この一年は、新型コロナウイルス感染症(COVID-19)が世界を席巻した。しかし、そうした中でも、従来からのESG(Environmental, Social, and Governance)や SDGs(Sustainable Development Goals)への関心が低下することはなかったといえる。

とりわけ、日本の金融業者にとって、潜在的な懸案事項となっているのが、EU(欧州連合)のSFDR(EU Regulation on Sustainability related Disclosures in the Financial services sector)である。これは、EUの資産運用会社等を対象としたサステナビリティ関連の開示規制であり、「サステナビリティへの悪影響の開示」(事業体レベル)、サステナビリティ関連の「契約前開示(交付目論見書)」・「ウェブ開示」・「定期報告(アニュアルレポート)」(以上、商品レベル)を求めている(※1)。

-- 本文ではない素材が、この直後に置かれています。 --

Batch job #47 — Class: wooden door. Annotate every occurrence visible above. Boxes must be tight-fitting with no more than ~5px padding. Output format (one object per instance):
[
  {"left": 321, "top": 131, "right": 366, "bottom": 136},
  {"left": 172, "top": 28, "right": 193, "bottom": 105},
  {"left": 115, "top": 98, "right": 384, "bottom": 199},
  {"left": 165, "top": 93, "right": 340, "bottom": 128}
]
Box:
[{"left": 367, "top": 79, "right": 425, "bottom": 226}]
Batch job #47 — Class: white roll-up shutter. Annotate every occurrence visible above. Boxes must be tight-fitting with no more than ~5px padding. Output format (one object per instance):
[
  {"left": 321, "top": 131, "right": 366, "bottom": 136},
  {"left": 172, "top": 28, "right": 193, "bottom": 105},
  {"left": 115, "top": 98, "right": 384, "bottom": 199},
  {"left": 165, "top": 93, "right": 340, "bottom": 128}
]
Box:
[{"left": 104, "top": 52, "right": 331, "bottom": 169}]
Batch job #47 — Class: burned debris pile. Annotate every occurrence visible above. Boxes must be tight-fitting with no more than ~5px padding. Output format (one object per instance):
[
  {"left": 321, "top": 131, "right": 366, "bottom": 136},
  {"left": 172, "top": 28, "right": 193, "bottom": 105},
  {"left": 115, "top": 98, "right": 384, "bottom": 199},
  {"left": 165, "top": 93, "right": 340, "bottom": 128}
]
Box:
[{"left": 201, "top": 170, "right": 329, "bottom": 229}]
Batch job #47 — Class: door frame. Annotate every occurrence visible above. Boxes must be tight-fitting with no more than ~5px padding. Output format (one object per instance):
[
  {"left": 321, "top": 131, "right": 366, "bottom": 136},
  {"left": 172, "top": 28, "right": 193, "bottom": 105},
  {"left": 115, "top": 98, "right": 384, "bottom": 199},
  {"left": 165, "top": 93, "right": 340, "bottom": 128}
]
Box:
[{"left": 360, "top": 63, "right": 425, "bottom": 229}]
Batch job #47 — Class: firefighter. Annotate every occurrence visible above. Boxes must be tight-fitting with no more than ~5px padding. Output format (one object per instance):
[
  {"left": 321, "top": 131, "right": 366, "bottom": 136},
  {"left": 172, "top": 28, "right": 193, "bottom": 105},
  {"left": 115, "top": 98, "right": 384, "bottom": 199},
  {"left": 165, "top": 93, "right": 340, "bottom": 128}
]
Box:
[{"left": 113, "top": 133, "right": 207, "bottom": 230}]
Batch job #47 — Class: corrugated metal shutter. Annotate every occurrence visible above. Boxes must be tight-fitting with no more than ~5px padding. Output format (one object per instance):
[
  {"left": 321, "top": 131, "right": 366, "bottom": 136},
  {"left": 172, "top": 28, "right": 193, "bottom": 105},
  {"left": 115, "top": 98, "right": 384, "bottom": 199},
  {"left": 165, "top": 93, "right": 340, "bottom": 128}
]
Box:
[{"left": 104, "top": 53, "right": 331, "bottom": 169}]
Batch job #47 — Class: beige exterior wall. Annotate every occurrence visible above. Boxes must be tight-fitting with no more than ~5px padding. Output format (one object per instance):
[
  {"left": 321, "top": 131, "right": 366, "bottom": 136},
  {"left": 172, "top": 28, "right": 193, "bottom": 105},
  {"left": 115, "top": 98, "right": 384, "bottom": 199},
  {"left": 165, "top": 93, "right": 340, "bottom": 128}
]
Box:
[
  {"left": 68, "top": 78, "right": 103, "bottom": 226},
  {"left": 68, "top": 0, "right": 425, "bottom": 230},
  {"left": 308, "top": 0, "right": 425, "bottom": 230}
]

なぜ、EUのルールであるSFDRが、日本の金融業者の懸案事項となるのか?それは、EUの資産運用会社等から運用の再委託を受ける場合、SFDRの遵守に必要な情報提供を求められる可能性があるためである。

そこで真っ先に思い立つのが、「2021年3月10日」という、すでに過ぎた日付である。これは、SFDRの最速の適用開始日である(※2)。この期日は、2019年12月9日に公表されたSFDRの「本則」に定められている。従って、EUの資産運用会社等と関わりを有する日本の金融業者は、いつ何時、「SFDR対応」を求められてもおかしくない状況にある。

もっとも、先月、EUより、SFDRの適用のタイミングについて、「先送り」を示唆する情報が出ている。

SFDRは、具体的な開示項目や開示フォーマットを、欧州委員会が採択する「細則」に委ねている。「細則」は、EUの銀行・証券・保険の監督当局(ESAs: European Supervisory Authorities)が協同でドラフトを作成する。ESAsは、「細則」のドラフトを2020年中に欧州委員会に提出すべく、準備を進めてきた。

この「細則」のドラフトの提出が、COVID-19のパンデミックの影響か、遅延し、2021年2月4日となった。このドラフトを見ると、ESAsは、「細則」に則った開示の適用開始日を「2022年1月1日」に先送りすることを提案しているのである。

この適用開始日を踏まえて、具体的な「開示すべき期日」として示すと、例えば、もっとも開示負担の大きい「サステナビリティへの悪影響の開示」(事業体レベル)を、「細則」に則って開示をすべき最初の期日は、「2023年6月30日」(2022年事業年度を対象とする)である。さらに、二酸化炭素排出の「スコープ3」(間接排出量)については、さらに一年先の「2024年6月30日」(2023年事業年度を対象とする)である。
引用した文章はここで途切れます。